Unemployment and Subsequent Depression: A Parametric G-Formula Approach Combined with Individual-Specific Fixed-Effect Intercepts

Maarten Jacob Bijlsma, Max Planck Institute for Demographic Research
Pekka Martikainen, Centre for Health Equity Studies
Mikko Myrskylä, London School of Economics and Political Science
Lasse Tarkiainen, University of Helsinki
Ben Wilson, Stockholm University

The effects of unemployment on depression are difficult to establish because of confounding and limited understanding of mechanisms at the population level. One the one hand, due to longitudinal interdependencies between exposures, mediators and outcomes, intermediate confounding is an obstacle for mediation analyses. On the other hand, unmeasured baseline confounding such as selection into unemployment and depression (e.g. due to behavioral problems) can bias even the most advanced statistical method for longitudinal analysis. Using longitudinal Finnish register data on socio-economic characteristics and medication purchases, we extracted individuals who entered the labor market between ages 30 and 55 in the period 1996 to 2013 (n = 285,512). To this data we apply the parametric G-formula to account for longitudinal interdependencies. We contrast two G-formula approaches; one additionally controlling for individual-level fixed effects to account for baseline confounding, and the other not. With the parametric G-formula we estimated the population-averaged effect on person-years spent with antidepressant purchases of a simulated intervention which set all unemployed person-years to employed.

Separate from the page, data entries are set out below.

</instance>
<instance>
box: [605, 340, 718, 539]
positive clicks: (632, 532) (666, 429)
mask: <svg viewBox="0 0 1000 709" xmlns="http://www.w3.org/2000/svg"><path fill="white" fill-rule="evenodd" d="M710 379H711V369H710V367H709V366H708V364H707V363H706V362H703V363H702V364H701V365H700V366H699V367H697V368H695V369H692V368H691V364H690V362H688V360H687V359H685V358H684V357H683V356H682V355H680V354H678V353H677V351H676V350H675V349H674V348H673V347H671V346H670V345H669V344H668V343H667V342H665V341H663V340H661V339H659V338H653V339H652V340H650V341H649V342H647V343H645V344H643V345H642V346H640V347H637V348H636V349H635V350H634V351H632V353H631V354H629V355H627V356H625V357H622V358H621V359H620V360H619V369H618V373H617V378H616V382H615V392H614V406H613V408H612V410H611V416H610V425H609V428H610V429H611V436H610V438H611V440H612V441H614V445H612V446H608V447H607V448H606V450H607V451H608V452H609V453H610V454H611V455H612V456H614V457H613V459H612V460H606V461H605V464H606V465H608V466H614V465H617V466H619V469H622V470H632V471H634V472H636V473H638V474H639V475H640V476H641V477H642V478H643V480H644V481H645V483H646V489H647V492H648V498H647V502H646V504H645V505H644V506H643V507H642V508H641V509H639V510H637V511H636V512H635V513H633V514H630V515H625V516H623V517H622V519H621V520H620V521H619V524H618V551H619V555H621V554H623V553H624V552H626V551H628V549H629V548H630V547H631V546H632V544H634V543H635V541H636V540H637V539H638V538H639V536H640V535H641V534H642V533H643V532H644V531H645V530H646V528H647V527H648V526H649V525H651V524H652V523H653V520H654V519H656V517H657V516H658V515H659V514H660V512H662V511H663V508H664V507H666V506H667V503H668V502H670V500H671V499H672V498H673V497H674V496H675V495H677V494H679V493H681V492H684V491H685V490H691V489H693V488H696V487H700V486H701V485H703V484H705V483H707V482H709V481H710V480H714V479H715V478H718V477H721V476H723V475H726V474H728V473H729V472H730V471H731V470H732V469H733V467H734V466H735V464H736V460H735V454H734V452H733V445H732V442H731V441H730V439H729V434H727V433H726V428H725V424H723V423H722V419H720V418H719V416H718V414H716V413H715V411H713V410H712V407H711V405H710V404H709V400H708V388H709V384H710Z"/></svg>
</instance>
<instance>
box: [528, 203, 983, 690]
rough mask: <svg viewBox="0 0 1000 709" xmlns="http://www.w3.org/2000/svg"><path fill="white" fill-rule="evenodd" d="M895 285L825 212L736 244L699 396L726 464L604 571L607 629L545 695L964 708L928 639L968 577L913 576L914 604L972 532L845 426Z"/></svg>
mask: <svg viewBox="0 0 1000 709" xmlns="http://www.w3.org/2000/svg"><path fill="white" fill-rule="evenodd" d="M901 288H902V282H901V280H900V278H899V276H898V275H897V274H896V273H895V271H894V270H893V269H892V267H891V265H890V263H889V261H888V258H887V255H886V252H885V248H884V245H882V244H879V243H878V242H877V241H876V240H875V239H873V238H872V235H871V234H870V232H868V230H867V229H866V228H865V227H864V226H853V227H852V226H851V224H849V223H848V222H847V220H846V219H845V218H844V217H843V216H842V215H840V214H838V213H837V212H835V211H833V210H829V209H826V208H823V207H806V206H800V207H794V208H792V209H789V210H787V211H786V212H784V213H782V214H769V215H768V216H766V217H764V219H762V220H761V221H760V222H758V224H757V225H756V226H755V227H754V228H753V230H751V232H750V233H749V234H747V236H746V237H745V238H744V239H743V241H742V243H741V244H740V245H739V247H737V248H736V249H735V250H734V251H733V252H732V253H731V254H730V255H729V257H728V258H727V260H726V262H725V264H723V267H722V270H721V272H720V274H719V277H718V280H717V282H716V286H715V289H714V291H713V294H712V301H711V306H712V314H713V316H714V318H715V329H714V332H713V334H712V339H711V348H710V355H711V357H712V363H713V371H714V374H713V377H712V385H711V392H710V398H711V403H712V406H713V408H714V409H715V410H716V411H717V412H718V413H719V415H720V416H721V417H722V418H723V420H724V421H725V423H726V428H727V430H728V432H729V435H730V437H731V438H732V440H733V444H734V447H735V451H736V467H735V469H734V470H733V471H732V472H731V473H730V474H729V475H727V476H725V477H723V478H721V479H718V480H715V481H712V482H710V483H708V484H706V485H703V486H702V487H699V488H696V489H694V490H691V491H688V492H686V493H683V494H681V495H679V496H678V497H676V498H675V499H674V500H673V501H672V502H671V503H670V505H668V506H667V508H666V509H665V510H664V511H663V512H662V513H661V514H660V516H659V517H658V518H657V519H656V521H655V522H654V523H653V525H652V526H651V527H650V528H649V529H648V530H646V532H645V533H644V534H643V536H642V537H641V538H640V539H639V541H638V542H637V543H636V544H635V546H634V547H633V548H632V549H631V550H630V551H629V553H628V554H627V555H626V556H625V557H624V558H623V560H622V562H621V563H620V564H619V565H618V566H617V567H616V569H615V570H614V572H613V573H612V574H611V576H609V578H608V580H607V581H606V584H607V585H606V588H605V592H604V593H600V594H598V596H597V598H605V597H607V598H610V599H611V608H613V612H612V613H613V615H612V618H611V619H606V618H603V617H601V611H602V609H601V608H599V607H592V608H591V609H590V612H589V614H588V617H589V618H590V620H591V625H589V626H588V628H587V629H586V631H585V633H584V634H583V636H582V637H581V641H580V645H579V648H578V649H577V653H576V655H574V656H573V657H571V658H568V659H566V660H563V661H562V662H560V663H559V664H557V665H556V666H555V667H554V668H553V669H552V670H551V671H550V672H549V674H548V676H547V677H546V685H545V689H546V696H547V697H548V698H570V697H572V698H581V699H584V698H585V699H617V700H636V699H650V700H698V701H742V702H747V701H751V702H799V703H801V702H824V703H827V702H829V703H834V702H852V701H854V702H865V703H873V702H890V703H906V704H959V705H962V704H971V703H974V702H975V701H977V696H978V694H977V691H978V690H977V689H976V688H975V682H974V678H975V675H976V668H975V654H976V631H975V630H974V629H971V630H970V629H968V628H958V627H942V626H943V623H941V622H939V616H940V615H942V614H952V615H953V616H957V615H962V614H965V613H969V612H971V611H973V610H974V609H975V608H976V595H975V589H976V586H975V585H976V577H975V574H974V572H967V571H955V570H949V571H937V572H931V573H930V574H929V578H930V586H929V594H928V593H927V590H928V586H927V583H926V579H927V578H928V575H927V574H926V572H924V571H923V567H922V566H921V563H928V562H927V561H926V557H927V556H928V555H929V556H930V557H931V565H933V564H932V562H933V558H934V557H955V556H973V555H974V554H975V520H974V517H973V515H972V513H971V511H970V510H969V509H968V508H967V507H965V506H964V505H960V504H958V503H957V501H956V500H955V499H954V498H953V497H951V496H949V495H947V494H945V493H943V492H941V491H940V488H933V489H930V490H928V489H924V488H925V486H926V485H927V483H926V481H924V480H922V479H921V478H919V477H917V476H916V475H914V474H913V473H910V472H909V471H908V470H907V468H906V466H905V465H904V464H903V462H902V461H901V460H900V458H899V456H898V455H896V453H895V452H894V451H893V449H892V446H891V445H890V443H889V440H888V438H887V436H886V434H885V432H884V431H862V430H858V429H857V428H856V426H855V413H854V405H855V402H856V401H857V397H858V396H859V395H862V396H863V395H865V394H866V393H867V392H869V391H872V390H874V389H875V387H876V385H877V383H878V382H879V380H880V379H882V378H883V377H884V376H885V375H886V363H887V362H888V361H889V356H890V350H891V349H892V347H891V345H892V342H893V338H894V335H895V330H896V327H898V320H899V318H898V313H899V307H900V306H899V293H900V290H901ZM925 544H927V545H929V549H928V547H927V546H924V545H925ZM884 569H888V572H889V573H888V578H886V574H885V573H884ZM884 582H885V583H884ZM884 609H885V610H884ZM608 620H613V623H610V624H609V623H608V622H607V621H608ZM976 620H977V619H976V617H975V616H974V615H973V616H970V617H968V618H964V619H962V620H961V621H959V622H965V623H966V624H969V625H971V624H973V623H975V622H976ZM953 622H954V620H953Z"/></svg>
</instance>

In the data, 85% of person-years were employed and 6.7% unemployed, the rest belonging to other status (e.g. early retirement, studying or conscription). In the intervention scenario of the non-fixed effects G-formula, employment rose to 93% and the hazard of first antidepressant purchase decreased by 4%. These effects were especially prominent for less educated men and women. These effects seemed to operate through changes in household formation. However, the G-formula controlling for individual-level fixed effects indicates that these results should be taken with a grain of salt: its estimate shows an effect estimate of close to 0%, indicating no effect of unemployment on antidepressant purchases. This gives an early indication that baseline confounding plays a strong role in the study of unemployment and depression.